Monday, March 09, 2009

Either very appropriate, or very inappropriate, for Lent

While my car's been in the shop I've been driving my mom's car around (she headed for France the day after the accident-- nice timing.) Mom's car doesn't have a tape deck, so no iPod for me. Instead I spent all week listening to a CD I found between the seats. It was a collection of "Sacred Classics", and I loved track #4. I didn't know the composer or the title of the work; the CD didn't say. And it began with a strangely somber introduction. But then it became a romantic, dramatic, beautiful piece. I couldn't quite say what language it was in-- Latin? Italian? Spanish, even?-- but it made me picture two young lovers triumphing at the end of an opera, having defeated all adversity. I drove around for days listening to this ravishing song and imagining myself flouncing around on the stage in crinolines while the rich-voiced tenor belted it out.

Eventually I dug out the CD case and learned what the song was. Here's a performance of it on YouTube (dark handsome Italian singer for additional viewing pleasure):



Yup. It's an arrangement of Stabat Mater, a famous chant in Latin from the 1200's about the suffering of the Virgin Mary as she stood at the foot of her Son's Cross. Here are the three stanzas in this particular movement, followed by a literal translation:

Cuius animam gementem
contristatam et dolentem
pertransivit gladius.

O quam tristis et afflicta
fuit illa benedicta
mater Unigeniti!

Quae maerebat et dolebat
et tremebat cum videbat
nati poenas incliti.


Through her weeping soul,
compassionate and grieving,
a sword passed.

O how sad and afflicted
was that blessed
Mother of the Only-begotten!

Who mourned and grieved
and trembled with seeing
the torment of her glorious Son.


So, not so much flouncing around stage, then. I freely admit I know very little about classical music, but someone please tell me I'm not crazy for thinking that Rossini was crazy to compose that kind of music for those words!

4 comments:

Anonymous said...

Perhaps Rossini had a vivid imagination or very pasionate about his passions? Either way he's nuts for creating a musical score for those sacred lyrics.

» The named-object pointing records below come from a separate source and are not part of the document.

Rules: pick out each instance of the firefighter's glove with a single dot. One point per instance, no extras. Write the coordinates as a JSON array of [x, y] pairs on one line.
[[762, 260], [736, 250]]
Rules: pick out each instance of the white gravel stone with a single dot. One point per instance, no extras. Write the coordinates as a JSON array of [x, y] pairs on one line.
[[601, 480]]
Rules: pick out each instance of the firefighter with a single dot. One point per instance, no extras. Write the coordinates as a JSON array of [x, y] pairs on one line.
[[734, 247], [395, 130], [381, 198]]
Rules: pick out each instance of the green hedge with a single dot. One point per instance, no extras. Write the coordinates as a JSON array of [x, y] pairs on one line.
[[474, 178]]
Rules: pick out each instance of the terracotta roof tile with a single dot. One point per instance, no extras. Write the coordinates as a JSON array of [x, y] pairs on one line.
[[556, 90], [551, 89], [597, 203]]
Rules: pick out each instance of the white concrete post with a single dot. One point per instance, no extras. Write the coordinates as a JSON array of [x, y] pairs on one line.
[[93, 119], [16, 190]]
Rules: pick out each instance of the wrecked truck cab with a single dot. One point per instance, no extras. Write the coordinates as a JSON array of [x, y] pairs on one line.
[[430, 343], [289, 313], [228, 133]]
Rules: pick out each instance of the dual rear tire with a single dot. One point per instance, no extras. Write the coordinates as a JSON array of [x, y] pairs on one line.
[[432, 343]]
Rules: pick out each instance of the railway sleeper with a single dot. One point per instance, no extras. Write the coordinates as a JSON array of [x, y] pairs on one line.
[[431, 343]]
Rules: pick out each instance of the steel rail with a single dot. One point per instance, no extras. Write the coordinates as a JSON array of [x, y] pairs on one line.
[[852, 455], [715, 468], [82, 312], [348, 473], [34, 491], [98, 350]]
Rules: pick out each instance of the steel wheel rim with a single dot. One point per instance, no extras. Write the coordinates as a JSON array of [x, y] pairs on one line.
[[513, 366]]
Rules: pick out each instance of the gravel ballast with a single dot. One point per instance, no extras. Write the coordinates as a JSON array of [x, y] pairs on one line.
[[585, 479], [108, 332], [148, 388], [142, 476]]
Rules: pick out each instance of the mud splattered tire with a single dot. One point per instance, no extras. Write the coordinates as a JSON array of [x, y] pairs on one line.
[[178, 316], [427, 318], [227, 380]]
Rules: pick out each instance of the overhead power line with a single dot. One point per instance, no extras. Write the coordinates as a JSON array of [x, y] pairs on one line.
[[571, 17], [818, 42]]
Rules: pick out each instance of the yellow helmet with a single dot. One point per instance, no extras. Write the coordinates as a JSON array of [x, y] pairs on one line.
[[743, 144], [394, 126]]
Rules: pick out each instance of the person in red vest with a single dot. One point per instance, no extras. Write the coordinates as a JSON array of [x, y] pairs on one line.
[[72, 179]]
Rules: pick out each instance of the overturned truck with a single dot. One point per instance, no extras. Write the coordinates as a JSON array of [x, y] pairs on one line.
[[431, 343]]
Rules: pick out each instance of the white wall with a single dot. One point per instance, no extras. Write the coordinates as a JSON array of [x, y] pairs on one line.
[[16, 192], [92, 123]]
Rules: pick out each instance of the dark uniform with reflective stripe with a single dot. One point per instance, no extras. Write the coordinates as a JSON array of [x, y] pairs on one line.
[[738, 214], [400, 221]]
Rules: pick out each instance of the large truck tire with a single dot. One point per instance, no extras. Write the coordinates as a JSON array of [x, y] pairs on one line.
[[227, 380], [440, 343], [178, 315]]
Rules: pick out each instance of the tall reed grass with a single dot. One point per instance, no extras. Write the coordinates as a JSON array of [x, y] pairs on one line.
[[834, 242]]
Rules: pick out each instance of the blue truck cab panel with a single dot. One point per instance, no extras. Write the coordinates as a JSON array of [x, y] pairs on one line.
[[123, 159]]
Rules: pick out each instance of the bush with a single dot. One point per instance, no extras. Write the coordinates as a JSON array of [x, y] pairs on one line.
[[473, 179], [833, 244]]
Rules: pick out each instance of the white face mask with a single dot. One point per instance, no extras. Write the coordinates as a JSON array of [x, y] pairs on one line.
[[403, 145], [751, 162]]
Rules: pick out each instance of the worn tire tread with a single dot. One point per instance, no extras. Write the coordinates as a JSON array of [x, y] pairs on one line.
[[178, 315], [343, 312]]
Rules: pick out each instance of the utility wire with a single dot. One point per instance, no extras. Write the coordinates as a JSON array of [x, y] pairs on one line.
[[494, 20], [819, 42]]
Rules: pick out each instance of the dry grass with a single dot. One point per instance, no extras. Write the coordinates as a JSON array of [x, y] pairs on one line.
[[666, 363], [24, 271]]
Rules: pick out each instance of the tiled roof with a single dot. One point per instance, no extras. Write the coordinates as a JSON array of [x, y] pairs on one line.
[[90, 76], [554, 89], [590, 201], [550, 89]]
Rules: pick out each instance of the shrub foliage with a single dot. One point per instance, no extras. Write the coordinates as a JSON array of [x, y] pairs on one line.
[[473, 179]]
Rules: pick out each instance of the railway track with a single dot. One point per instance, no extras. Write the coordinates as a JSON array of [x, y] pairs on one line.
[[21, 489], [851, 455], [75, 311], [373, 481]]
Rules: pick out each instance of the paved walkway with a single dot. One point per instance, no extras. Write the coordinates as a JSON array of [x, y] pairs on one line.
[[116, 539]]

Never trust an Italian! :)

Ciao for now!

JimAroo said...

On the other hand 100% of those who comment on this topic are Italian.

Check out Haydn's Seven Last Words which can be used as a musical setting for the Seven Last Words service on Good Friday. It is perfectly fitting. Look at You tube and you can see a separate recording for each "word".


But I guess Rossini could only sound like a 19th Century Italian Romantic - no matter what the words meant.

Try Dvorak's version of the Stabat Mater for more solemnity:
http://www.youtube.com/watch?v=E31TiDfWY5Y

Vocal only with the master of sacred music, Palestrina:
http://www.youtube.com/watch?v=bPnufDDPXFY

Rachel said...

You crazy Italians. My English, German, Scottish and Swedish blood has no idea what to do with you.

(Next week I'll be Irish and then I'll feel more affinity!)

I'm definitely going to check those out, Jim-- thanks!

Rachel said...

I've checked out the YouTube videos. Palestrina was great! I think they must perform his stuff at the weekly TLM at St. Therese in Alhambra, because a lot of the chant sounds like that-- really beautiful.